Il faut savoir que lors de sa révolution culturelle, le régime albanais oblige les auteurs à vivre près du peuple. Ainsi, Ismaïl Kadaré part vivre deux ans (1967-1969) dans les montagnes du sud du pays. Il continue à écrire. En 1967, il publie Noces qu’il considère être son seul roman correspondant aux diktats du réalisme socialiste. Trois ans plus tard, il évoque la résistance dans son roman de guerre Tambours de la pluie et en 1975, après la publication du poème Les Pachas rouges, il est censuré, accusé d’incitation à la rébellion, et puni d’une période de travaux.

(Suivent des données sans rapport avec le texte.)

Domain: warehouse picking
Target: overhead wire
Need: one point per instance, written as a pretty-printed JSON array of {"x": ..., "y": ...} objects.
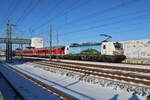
[
  {"x": 12, "y": 10},
  {"x": 97, "y": 13},
  {"x": 103, "y": 25},
  {"x": 67, "y": 9},
  {"x": 113, "y": 17}
]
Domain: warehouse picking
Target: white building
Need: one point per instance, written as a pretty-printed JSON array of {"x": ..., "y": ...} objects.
[
  {"x": 137, "y": 51},
  {"x": 37, "y": 42},
  {"x": 137, "y": 48}
]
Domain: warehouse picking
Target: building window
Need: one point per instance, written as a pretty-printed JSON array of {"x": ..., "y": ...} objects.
[{"x": 104, "y": 47}]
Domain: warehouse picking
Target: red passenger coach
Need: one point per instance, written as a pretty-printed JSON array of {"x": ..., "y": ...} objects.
[{"x": 43, "y": 51}]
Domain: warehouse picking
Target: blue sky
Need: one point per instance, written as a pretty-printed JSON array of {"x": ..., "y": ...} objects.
[{"x": 77, "y": 21}]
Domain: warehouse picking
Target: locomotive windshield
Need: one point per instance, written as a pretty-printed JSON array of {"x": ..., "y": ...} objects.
[{"x": 118, "y": 45}]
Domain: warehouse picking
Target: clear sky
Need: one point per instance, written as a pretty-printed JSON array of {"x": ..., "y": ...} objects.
[{"x": 77, "y": 21}]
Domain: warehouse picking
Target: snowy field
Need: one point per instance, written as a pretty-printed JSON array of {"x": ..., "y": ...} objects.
[{"x": 77, "y": 88}]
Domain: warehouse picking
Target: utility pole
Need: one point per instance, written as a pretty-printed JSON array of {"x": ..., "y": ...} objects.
[
  {"x": 9, "y": 42},
  {"x": 50, "y": 42},
  {"x": 57, "y": 40}
]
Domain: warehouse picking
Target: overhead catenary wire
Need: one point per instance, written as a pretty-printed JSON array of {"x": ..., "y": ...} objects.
[
  {"x": 67, "y": 9},
  {"x": 104, "y": 25},
  {"x": 113, "y": 17},
  {"x": 97, "y": 13},
  {"x": 12, "y": 9}
]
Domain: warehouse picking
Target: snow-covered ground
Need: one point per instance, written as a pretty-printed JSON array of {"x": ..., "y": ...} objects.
[
  {"x": 28, "y": 89},
  {"x": 80, "y": 89},
  {"x": 110, "y": 64}
]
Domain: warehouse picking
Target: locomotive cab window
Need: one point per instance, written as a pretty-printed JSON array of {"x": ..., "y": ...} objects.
[
  {"x": 104, "y": 47},
  {"x": 118, "y": 45}
]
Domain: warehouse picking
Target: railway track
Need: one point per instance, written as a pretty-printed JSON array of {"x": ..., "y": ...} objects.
[
  {"x": 133, "y": 80},
  {"x": 15, "y": 95},
  {"x": 39, "y": 83},
  {"x": 102, "y": 73}
]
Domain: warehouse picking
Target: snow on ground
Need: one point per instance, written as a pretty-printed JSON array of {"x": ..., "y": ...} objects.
[
  {"x": 110, "y": 64},
  {"x": 100, "y": 63},
  {"x": 79, "y": 89},
  {"x": 28, "y": 89}
]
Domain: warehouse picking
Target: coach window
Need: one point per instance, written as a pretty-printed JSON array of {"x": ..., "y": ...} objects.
[{"x": 104, "y": 47}]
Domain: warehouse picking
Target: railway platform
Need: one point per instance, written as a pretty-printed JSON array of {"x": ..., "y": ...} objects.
[{"x": 27, "y": 89}]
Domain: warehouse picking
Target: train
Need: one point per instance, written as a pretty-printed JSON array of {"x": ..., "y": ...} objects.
[{"x": 110, "y": 52}]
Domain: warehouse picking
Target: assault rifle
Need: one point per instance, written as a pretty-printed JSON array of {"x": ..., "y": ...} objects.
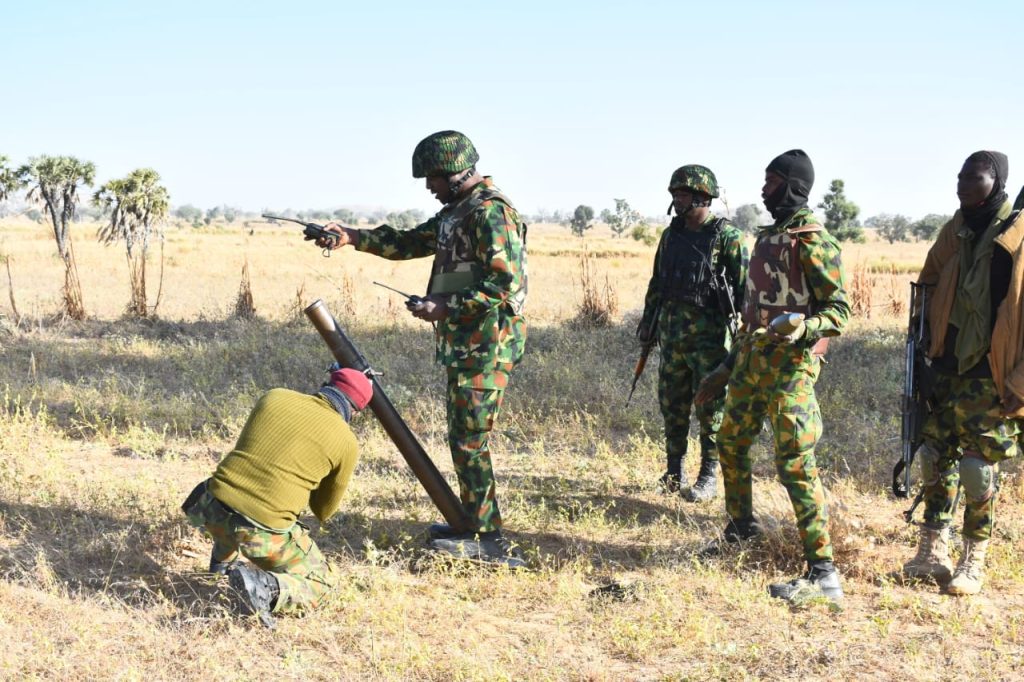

Il continue à écrire des romans antitotalitaires, dont Le Palais des rêves en 1981. De nouveau face à la critique et accusé d’être un ennemi du régime, il n’a plus le droit de publier dans son pays, et demande l’asile en France, qu’il obtient en 1990. À partir de là, entre 1993 et 2014, il est publié chez Fayard, en français et en albanais. Citons de lui également des ouvrages comme Avril brisé (1980), Le Dossier H (1989), La Pyramide (1992) et plus récemment L’Accident (2008), Le Dîner de trop (2009), La Discorde (2013), La Poupée (2015) et Matinée au Café Rostand (2017).

Ismaïl Kadaré est reconnu comme l’un des plus grands écrivains contemporains du monde. Il a été récompensé par de nombreux prix, dont le prix international Man-Booker (2005), le prix Princesse des Asturies de littérature (2009), le prix Jérusalem (2015), le prix Park Kyung-ni et le prix Neustadt (2019). Il a également été cité plusieurs fois au prix Nobel, même s’il ne l’a jamais reçu. Son écriture est empreinte de sa lutte contre le totalitarisme, lutte qui ne le quittera jamais. Il s’inspire de l’histoire de son pays et des Balkans, et sait, dans des histoires à double fond, critiquer le totalitarisme sur un fond d’ironie.